At the onset of the film, it seems that the plot could be interesting. Jill is hiding from a duke that she married years before and is on the move to Montreal before stopping at the Winter Carnival. Schulberg and Fitzgerald’s original idea for the movie seems to have bled through to this plotline, which is what makes it so unfortunate that once Jill arrives at Dartmouth, any mention of the duke or her life before is dropped. Instead, she is thrust into this lackluster love story with Professor Wilden. Sheridan is at her best here, and although other reviewers might not have agreed, Carlson is holding his own as well. However, their plot continually perplexes me.

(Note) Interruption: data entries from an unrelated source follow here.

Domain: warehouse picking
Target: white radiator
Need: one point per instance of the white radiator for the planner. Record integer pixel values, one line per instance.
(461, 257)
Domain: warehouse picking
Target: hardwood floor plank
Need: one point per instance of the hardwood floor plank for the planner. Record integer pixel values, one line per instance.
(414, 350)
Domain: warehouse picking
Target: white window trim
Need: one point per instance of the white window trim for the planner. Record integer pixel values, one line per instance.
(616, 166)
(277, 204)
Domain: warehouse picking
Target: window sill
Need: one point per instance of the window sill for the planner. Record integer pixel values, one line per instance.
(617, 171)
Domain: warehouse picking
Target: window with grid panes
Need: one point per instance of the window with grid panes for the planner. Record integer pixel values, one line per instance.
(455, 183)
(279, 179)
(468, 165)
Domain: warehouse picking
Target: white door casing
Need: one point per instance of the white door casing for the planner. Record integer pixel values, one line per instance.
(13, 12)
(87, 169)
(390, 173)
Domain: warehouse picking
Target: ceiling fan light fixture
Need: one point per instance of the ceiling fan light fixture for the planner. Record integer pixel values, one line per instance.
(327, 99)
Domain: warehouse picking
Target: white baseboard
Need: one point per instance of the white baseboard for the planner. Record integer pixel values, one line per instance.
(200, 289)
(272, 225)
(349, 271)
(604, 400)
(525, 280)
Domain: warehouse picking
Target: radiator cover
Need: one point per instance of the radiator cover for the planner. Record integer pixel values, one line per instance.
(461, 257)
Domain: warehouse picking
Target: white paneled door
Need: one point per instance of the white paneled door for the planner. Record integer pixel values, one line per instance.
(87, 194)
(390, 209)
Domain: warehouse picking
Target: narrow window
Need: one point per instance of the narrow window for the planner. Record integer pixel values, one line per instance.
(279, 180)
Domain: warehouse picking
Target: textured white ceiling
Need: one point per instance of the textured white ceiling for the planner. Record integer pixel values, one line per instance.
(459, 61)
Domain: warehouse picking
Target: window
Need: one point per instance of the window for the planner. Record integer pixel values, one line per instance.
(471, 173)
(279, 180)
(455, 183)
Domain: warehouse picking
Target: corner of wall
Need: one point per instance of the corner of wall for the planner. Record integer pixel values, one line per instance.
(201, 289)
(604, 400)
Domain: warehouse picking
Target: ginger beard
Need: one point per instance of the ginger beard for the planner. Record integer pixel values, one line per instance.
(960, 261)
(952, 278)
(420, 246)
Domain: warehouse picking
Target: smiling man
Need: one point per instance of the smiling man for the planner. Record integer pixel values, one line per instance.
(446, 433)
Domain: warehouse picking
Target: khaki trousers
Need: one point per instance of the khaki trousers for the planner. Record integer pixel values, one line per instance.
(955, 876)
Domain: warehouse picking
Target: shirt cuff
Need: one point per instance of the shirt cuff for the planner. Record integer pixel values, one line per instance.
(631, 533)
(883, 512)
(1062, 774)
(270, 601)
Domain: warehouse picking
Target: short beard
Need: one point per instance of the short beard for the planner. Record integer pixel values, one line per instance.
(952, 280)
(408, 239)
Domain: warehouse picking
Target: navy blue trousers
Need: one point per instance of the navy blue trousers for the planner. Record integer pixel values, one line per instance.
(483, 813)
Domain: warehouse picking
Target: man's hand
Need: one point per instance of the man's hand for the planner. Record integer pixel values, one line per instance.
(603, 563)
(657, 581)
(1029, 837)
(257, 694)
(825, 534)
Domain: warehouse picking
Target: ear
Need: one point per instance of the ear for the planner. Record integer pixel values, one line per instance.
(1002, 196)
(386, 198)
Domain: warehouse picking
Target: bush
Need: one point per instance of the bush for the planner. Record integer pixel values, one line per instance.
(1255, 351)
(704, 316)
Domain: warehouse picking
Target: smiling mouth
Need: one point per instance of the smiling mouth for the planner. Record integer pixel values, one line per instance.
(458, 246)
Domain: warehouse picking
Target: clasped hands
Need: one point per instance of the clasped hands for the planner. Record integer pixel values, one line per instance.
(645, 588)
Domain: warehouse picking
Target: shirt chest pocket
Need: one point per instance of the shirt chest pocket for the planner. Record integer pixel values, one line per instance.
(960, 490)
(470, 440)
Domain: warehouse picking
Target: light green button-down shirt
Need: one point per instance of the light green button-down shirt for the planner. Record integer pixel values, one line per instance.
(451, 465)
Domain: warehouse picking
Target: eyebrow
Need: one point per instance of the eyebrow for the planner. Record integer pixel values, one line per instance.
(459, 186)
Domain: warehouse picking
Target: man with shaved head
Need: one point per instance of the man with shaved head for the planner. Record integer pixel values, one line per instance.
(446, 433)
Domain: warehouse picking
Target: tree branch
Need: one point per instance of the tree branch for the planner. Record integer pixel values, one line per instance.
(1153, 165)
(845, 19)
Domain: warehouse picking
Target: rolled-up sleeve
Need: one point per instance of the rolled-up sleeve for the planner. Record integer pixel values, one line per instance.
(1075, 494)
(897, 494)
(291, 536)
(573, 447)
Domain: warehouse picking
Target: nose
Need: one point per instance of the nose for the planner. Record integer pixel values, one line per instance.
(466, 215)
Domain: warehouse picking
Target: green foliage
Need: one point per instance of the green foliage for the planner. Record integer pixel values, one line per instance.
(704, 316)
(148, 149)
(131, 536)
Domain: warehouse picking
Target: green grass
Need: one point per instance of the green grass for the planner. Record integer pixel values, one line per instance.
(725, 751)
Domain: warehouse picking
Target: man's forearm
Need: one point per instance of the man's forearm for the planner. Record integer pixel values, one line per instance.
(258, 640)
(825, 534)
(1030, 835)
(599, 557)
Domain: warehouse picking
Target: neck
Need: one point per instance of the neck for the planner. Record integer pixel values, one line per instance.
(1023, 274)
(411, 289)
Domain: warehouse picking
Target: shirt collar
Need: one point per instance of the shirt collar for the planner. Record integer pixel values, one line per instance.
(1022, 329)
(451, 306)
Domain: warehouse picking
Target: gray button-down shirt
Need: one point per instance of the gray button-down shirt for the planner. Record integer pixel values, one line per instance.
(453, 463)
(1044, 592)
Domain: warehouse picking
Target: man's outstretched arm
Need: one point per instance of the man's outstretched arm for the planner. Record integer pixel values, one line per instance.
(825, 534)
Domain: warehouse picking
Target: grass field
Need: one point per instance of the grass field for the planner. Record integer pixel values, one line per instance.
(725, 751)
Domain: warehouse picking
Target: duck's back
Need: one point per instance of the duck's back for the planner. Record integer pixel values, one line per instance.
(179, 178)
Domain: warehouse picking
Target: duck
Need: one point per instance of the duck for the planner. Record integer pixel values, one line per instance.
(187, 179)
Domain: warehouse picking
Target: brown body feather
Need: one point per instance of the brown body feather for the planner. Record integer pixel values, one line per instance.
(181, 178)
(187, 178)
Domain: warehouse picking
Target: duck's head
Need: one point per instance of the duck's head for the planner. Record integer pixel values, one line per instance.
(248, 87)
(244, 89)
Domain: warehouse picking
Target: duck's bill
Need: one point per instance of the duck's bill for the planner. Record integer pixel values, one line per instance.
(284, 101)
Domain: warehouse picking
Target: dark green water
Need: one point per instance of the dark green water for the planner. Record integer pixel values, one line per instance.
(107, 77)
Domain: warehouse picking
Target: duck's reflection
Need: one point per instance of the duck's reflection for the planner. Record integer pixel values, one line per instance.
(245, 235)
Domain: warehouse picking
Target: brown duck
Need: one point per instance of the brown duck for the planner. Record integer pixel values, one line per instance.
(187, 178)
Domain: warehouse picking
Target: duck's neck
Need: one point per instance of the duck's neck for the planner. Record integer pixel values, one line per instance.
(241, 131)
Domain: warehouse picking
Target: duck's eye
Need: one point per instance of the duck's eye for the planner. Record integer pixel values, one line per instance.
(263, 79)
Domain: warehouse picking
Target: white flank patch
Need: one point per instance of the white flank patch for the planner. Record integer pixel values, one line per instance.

Jill and John have next to no chemistry, and a truly awkward scene surrounding them trying to take care of a baby together does nothing to establish the type of chemistry needed for the passionate kiss that immediately follows. Even in the very final moments of the film, when John gets on the train with Jill to New York City, their incompatible lifestyles are not reconciled: Jill is still the same free-spirited woman who wants to go where the world takes her and John still wants to stay in Hanover and settle down into suburban life. John simply hopes that seven days in New York City will be enough to persuade Jill to abandon her dreams.
Although the romantic plot in this film is tough to watch, the film is an excellent window into what Dartmouth was like at that time. Much of the film takes place in the former office of The Dartmouth, and there are several Dartmouth standard songs involved in it. Though it’s jarring to see people smoking pipes and cigars in residential halls and The Dartmouth’s offices, the campus still feels quite familiar.
One striking discontinuity with the Dartmouth of today was the absence of women on campus. A record high of 1,150 women come to campus for Winter Carnival in the film, with many of the men on campus set up on blind dates. There even is a special train route that takes the women up to campus called the carnival line. In this pre-coeducation era, the men are portrayed as girl-deprived and very excited for the women to arrive on campus. A woman is crowned the Winter Carnival Queen each year, and the film makes it seem like Winter Carnival was the ultimate weekend for co-ed connection at Dartmouth.
When “THE END” showed up on my screen as John and Jill entered the train, I breathed a sigh of relief. Everyone in the film had gotten what they wanted and the carnival was closed off. Yet at the same time, “THE END” carried a lot more significance for this B-movie than others because of its ties to Fitzgerald. I know that as I plunge into Occom this year, I will remember this film and the odd story behind it.